In response to your edit, it is because integers are immutable in Python. So a is not changed for the same reason it is not changed when running this code:

a = 4
num = a
num *= 2
print(a)

You aren't changing num (and therefore a) in place, you are creating a new number and assigning it to num.

Answer 4

Arguments are actually passed by value. The function is passed the object the variable refers to, not the variable itself. A function cannot rebind a caller's variables. A function cannot change an immutable object, but can change (request changes to) a mutable one.

Answer 5

There is disagreement on terminology here. In the Java community, they say that everything is passed by value: primitives are passed by value; references are passed by value. (Just search this site for Java and pass by reference if you don't believe this.) Note that "objects" are not values in the language; only references to objects are.

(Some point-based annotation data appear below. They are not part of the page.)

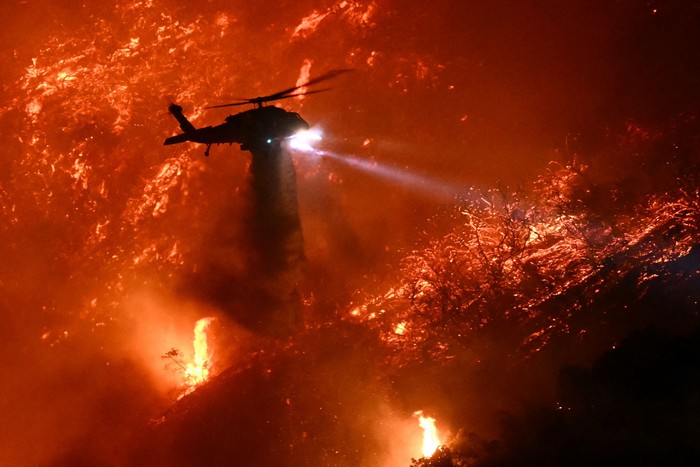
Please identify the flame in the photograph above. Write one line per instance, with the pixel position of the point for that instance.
(198, 371)
(431, 441)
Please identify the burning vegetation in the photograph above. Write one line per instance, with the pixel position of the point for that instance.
(552, 324)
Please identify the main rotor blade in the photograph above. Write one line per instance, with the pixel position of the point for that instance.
(323, 77)
(242, 102)
(287, 92)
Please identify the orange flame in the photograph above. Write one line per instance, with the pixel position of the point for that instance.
(198, 371)
(431, 441)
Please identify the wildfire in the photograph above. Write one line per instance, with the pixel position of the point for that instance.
(431, 441)
(197, 371)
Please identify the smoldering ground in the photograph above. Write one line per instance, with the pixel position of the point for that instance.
(102, 230)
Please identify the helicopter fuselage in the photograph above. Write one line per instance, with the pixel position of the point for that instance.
(254, 128)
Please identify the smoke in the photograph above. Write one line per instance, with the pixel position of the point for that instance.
(113, 246)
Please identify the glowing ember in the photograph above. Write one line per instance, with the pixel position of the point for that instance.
(198, 371)
(430, 437)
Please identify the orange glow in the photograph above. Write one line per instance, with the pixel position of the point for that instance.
(431, 441)
(198, 371)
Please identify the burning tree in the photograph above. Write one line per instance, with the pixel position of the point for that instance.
(521, 267)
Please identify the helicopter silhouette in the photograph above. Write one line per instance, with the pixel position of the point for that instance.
(257, 129)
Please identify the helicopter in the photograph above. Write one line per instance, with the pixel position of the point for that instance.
(256, 129)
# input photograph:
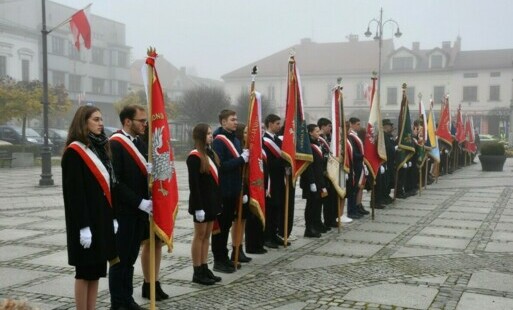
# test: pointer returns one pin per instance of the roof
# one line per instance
(320, 59)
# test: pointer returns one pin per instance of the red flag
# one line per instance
(374, 143)
(296, 148)
(444, 126)
(80, 28)
(164, 187)
(460, 130)
(256, 158)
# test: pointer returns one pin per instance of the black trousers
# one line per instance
(225, 219)
(128, 241)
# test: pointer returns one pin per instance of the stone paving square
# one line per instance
(495, 281)
(439, 242)
(407, 296)
(472, 301)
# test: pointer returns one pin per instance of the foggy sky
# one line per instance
(217, 37)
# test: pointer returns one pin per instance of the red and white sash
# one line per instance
(213, 168)
(132, 150)
(96, 166)
(229, 145)
(272, 146)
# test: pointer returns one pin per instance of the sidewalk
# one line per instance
(450, 248)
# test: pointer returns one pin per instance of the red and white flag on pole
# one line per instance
(80, 27)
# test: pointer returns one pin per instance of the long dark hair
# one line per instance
(199, 135)
(78, 130)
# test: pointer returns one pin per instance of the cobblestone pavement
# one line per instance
(449, 248)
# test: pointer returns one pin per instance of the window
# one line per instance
(122, 61)
(436, 61)
(469, 93)
(3, 65)
(122, 88)
(402, 63)
(75, 83)
(392, 96)
(438, 94)
(58, 46)
(57, 78)
(98, 86)
(25, 70)
(495, 93)
(470, 75)
(98, 56)
(410, 93)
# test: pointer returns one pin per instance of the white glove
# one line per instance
(149, 167)
(200, 215)
(313, 188)
(116, 225)
(86, 238)
(146, 206)
(245, 155)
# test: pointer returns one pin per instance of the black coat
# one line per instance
(132, 185)
(204, 191)
(85, 205)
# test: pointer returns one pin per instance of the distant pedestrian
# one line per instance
(87, 179)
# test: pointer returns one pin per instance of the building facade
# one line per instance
(481, 81)
(99, 76)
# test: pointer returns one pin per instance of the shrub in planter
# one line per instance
(492, 156)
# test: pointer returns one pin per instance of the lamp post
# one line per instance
(379, 37)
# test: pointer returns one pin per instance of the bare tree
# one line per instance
(203, 103)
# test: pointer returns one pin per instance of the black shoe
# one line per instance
(270, 244)
(224, 266)
(146, 291)
(160, 294)
(200, 276)
(256, 251)
(210, 274)
(362, 210)
(312, 233)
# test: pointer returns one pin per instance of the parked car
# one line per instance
(13, 134)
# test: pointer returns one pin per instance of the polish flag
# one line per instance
(80, 27)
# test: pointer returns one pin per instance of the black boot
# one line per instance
(242, 256)
(210, 274)
(201, 277)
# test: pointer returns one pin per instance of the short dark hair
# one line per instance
(129, 111)
(311, 127)
(271, 118)
(323, 122)
(224, 114)
(354, 120)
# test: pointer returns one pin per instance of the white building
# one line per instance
(481, 81)
(102, 73)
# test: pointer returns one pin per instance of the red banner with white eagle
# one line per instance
(163, 183)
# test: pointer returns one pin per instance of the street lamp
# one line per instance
(379, 37)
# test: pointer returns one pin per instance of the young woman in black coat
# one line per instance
(87, 178)
(204, 200)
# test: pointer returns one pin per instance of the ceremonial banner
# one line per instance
(405, 145)
(374, 144)
(337, 161)
(444, 125)
(296, 148)
(256, 158)
(164, 187)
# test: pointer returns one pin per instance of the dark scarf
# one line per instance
(98, 143)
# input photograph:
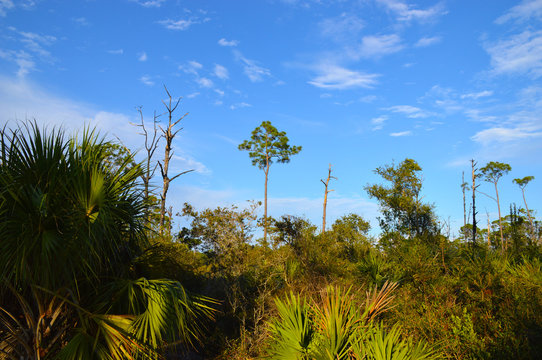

The distinction that they use is that, in Java, when you pass a reference, the original reference variable in the caller's scope can never be changed (i.e. made to point to a different object) by the callee, which should be possible in pass by reference. Only the object pointed to by the reference may be mutated, but that is irrelevant.

Python values work the exact same way as references in Java. If we use the same definition, then we would say that everything in Python is a reference, and everything is passed by value. Of course, some in the Python community use a different definition.

The disagreement on terminology is the source of most of the confusion.

Since you mention C++, the Python code you have would be equivalent to something like this in C++:

void foo(const int *num) {
    num = new int(*num * 2);
}

const int *a = new int(4);
foo(a);

print(a);

Note that the argument is a pointer, which is most similar to references in Java and Python.

Answer 6

This is not really about the function call semantics but the assignment semantics. In Python assignment is done by rebinding the reference, not by overwriting the original object. This is why the example code prints 4 instead of 8 - it has nothing to do with mutability of objects as such, more that the *= operator is not a mutator but a multiplication followed by an assignment. Here the num *= 2 is essentially rebinding the 'num' name in that function to a new object of value 'num * 2'. The original value you passed in is left unaltered throughout.